### Project Description
HR department asks me as a data engineer to create a data pipeline that can take in employee data in CSV format. My job is analyzing the data, applying any required transformations and facilitating the extraction of useful insights from the processed data.
I 've been requested to leverage Apache Spark components (Pyspark, Spark SQL) to accomplish the tasks.

### Get files ready
- Create a directory for data
- Download the files i will work on

Done using bash commands

In [None]:
!rm -r data
!mkdir data
!wget https://cf-courses-data.s3.us.cloud-object-storage.appdomain.cloud/IBM-BD0225EN-SkillsNetwork/data/employees.csv
!mv employees.csv data/

### Setting up the environment

In [None]:
import findspark
from pyspark import SparkContext
from pyspark.sql import SparkSession, functions as  F,types as T

In [None]:
findspark.init()

In [None]:
sc = SparkContext.getOrCreate()
spark = SparkSession.builder.appName("Hr department project").getOrCreate()
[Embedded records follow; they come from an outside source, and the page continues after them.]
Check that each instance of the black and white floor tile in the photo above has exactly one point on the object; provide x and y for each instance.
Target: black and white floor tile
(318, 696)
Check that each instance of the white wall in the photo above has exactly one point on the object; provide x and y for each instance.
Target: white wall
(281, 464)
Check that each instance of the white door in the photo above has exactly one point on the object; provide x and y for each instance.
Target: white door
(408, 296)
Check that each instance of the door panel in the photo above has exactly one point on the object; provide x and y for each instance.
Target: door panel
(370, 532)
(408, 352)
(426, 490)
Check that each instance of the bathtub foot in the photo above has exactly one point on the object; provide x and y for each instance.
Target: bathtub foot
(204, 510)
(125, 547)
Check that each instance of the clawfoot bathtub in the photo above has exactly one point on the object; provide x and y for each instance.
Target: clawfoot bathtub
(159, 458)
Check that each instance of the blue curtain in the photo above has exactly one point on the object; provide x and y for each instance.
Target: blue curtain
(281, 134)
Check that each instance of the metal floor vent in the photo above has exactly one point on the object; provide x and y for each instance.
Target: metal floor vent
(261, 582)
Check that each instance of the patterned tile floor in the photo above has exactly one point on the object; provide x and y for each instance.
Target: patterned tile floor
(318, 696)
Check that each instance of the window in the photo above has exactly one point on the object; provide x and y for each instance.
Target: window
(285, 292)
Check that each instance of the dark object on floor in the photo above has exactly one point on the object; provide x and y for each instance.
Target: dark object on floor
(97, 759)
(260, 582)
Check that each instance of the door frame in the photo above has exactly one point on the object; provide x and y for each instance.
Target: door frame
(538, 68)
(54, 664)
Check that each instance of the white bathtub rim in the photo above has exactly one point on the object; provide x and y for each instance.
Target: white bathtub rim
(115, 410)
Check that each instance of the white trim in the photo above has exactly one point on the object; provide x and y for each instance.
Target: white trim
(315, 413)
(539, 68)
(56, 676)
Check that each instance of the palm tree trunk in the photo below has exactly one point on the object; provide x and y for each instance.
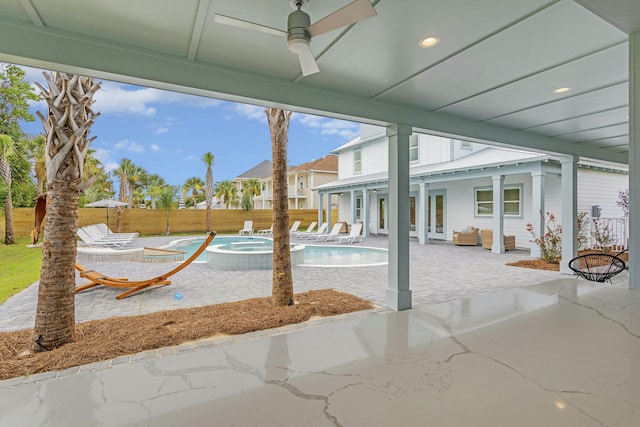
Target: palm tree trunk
(282, 280)
(55, 314)
(9, 238)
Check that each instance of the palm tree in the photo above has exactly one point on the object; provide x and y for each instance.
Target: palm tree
(8, 151)
(154, 184)
(67, 125)
(282, 280)
(208, 160)
(226, 191)
(195, 185)
(123, 171)
(167, 200)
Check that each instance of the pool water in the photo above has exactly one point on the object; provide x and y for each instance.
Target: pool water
(314, 255)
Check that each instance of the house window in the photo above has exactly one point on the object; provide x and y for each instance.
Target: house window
(357, 161)
(512, 201)
(414, 153)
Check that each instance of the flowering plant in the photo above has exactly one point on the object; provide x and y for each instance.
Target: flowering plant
(550, 243)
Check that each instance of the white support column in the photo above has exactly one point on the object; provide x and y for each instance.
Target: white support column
(320, 197)
(498, 215)
(365, 212)
(423, 220)
(353, 207)
(537, 208)
(398, 295)
(634, 160)
(569, 211)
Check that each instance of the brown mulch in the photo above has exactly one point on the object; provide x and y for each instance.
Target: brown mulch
(98, 340)
(539, 264)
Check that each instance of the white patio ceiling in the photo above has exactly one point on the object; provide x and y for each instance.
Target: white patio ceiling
(491, 77)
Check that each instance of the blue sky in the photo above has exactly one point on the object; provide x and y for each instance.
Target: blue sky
(167, 133)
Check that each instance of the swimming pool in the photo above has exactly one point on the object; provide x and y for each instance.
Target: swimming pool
(313, 255)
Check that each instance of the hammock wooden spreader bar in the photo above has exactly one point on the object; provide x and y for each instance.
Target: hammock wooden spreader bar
(97, 278)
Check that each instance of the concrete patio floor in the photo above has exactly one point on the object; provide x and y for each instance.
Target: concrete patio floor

if 'spark'  in locals() and isinstance(spark, SparkSession):
    print("Spark Session is Active")
else:
    print('Spark Session Failed to Start')

In [None]:
spark

In [None]:
#Read using spark auto schema detection
employee_df = spark.read.csv('data/employees.csv', header=True, inferSchema=True)
employee_df.show(2)

In [None]:
employee_df.printSchema()

In [None]:
# Create my own schema
my_schema = T.StructType(
    [
        T.StructField('Emp_No',T.IntegerType(),True),
        T.StructField('Emp_Name',T.StringType(),True),
        T.StructField('Salary',T.IntegerType(),True),
        T.StructField('Age',T.IntegerType(),True),
        T.StructField('Department',T.StringType(),True)
    ]
)

In [None]:
#Create a Spark dataframe using my_schema
employee_df = spark.read.csv('data/employees.csv', header=True, schema=my_schema)
employee_df.show(2)

In [17]:
#Display the schema of employee dataframe
employee_df.printSchema()

root
 |-- Emp_No: integer (nullable = true)
 |-- Emp_Name: string (nullable = true)
 |-- Salary: integer (nullable = true)
 |-- Age: integer (nullable = true)
 |-- Department: string (nullable = true)



In [None]:
#Create a temporary view to allow us access dataframe as a SQL table
#First, ensure that there is no temp view in the same name
spark.sql("Drop View If Exists employees")
#Then, Create it
employee_df.createTempView('employees')

### Do Some Queries

In [None]:
#Show employees who thier age exceeds 30
spark.sql('Select * From employees Where Age > 30').show()

### Calculate the average salary by department

In [21]:
spark.sql("Select Department, Round(Avg(Salary), 2) As Average_Salary From employees Group By Department").show()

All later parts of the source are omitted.